The Australian Shareholders Association (ASA) has released a policy discussion paper which focuses on the following key areas of interest for its members:

  1. Non-Executive Directors, with recommendations including:
  • 12 year tenure limit for both independent directors and audit firms;
  • requiring ASX200 companies to have at least one female board member;
  • a “one strike” policy whereby ASA will consider opposing a long-serving chief executive officer or chair where they were clearly responsible for decisions resulting in material investor losses;
  • allowing full time executives to hold a single non-executive board seat elsewhere; and
  • a preference for capital raising to be conducted through a renounceable entitlement offer followed by a single book build to compensate institutional and retail non-participants;
  1. Communicating and engaging with retail shareholders, with recommendations including:
  • the design of a communications policy for promoting effective communication with shareholders and encouraging shareholder participation at AGMs; and
  • a preference to go straight to a poll for voting, the retention of the proxy voting system, earlier notification of ASA’s proxy position ahead of AGMs, and an ability to report back to proxy providers after an AGM;
  1. Executive remuneration, with recommendations including:
  • the potential pay of chief executive offers should be genuinely ‘at risk’, and their fixed pay should not exceed double that of the next highest paid executive;
  • remuneration for key management personnel, other than the chief executive officer, be approximately 50% (and not less than 30%) as base pay, 20% as short term incentive and 30% as long term incentive; and
  • generally discouraging short term incentive schemes and favouring the relative total shareholder returns against comparator companies from similar industries as a performance measure for long term incentive schemes.

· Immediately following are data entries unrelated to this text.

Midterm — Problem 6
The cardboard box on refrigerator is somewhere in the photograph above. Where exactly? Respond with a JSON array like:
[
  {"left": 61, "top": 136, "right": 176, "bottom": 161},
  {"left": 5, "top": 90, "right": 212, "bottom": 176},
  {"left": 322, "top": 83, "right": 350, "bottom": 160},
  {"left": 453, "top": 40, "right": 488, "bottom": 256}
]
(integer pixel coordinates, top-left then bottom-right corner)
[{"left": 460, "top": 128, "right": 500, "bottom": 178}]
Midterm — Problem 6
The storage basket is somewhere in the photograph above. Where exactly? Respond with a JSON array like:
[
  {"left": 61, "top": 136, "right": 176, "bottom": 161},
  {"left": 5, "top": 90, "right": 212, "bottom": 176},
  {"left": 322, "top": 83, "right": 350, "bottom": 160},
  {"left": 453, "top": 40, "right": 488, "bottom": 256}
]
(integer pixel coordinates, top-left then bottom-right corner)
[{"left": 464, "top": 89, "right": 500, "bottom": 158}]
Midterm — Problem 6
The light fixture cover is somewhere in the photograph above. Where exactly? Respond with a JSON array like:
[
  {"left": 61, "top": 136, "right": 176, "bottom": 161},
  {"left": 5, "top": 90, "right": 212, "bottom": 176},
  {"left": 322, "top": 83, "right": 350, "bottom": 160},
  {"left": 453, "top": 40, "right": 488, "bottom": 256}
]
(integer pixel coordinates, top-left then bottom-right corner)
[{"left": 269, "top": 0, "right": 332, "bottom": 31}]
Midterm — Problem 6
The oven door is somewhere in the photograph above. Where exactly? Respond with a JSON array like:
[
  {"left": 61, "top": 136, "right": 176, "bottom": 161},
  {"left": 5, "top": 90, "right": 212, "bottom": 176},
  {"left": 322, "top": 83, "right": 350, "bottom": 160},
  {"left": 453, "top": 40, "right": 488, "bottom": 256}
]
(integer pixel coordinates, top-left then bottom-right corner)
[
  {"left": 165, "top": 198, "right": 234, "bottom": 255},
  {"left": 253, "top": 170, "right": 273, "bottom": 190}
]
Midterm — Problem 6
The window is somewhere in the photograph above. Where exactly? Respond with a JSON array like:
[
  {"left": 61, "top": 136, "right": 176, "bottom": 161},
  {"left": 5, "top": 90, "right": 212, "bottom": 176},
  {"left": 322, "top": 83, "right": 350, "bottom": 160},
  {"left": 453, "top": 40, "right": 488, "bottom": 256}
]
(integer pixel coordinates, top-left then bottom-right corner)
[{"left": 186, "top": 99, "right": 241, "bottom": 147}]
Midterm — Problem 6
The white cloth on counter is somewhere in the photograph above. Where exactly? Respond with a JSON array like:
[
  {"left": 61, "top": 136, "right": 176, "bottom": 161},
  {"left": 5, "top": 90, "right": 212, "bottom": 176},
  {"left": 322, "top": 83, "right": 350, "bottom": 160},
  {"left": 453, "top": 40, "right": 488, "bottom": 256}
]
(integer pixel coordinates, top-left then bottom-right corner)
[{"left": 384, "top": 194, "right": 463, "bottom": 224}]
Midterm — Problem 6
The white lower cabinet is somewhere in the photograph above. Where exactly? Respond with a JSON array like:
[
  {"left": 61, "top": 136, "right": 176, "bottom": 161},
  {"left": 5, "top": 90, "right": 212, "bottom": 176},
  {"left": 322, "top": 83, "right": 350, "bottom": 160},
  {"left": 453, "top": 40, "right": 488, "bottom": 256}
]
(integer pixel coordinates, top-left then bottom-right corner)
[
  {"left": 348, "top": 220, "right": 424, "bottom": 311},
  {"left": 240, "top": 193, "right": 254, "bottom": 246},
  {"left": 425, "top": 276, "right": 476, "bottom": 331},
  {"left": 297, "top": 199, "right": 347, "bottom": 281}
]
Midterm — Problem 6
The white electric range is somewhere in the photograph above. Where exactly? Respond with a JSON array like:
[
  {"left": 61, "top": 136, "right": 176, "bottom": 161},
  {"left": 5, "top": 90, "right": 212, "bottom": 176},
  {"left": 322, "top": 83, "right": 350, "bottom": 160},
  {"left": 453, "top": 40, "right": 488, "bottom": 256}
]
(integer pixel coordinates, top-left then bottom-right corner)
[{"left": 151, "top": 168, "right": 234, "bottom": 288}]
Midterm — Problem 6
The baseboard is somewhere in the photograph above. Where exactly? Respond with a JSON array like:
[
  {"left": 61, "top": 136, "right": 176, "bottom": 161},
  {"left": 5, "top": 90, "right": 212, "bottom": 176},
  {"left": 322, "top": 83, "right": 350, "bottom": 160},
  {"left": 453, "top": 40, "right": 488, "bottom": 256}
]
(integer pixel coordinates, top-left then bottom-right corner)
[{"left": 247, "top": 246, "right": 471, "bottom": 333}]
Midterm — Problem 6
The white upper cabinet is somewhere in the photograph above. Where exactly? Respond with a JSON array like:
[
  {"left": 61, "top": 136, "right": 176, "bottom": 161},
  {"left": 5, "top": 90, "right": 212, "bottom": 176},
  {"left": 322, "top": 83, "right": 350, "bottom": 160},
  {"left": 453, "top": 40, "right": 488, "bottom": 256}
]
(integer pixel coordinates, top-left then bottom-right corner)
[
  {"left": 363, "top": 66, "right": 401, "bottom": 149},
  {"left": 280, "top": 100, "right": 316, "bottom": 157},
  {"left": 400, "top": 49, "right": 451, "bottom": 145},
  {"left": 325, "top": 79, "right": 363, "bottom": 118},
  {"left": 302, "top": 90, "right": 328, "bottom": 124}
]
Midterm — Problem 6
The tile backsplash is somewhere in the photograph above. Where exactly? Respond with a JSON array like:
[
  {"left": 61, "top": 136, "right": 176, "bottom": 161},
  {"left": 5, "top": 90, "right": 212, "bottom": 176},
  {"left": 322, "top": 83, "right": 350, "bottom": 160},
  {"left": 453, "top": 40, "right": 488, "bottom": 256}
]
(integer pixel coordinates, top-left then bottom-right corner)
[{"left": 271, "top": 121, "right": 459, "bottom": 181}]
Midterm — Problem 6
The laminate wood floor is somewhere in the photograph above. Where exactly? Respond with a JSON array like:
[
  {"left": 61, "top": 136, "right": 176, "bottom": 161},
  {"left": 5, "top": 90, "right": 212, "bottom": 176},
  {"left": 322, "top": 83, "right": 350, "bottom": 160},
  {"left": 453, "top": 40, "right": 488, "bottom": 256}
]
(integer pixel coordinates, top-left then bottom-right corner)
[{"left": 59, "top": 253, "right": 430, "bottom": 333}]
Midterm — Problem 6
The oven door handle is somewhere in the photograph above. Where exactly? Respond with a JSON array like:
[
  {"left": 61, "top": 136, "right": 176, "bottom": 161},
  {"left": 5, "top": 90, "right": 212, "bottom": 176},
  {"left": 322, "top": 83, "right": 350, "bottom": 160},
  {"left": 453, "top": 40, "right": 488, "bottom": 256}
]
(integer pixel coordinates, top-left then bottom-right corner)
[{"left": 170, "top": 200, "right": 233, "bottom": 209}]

Submissions on the policy discussion paper were due by Monday 10 September 2013, with any formal changes to the Policy Paper following submissions to be announced before the end of September 2013.

The Australian Council of Superannuation Investors (ACSI) has also released its updated sixth edition of its ACSI Governance Guidelines - A guide for superannuation funds to monitor listed Australian companies which set out how ACSI will be assessing the behaviour and performance of public company directors.

ACSI’s new guidance focuses on:

  1. Director elections – including the performance of the company under the incumbent board, length of tenure, performance of the relevant director on other boards and assessment of the director’s capacity and workload;
  2. Executive pay -  including the payment of bonuses for making acquisitions and rewarding ‘empire building’ rather than improved performance, retention payments without a clear or robust rationale and termination payments that provide reward for mediocre performance or failure;
  3. Two strikes – companies which have received a first strike should respond to investor concerns by engaging and addressing material remuneration issues; and
  4. Capital raisings – emphasis on the role of board in overseeing capital raising processes and the need to maintain effective oversight of management and external advisers to ensure shareholder expectations are met.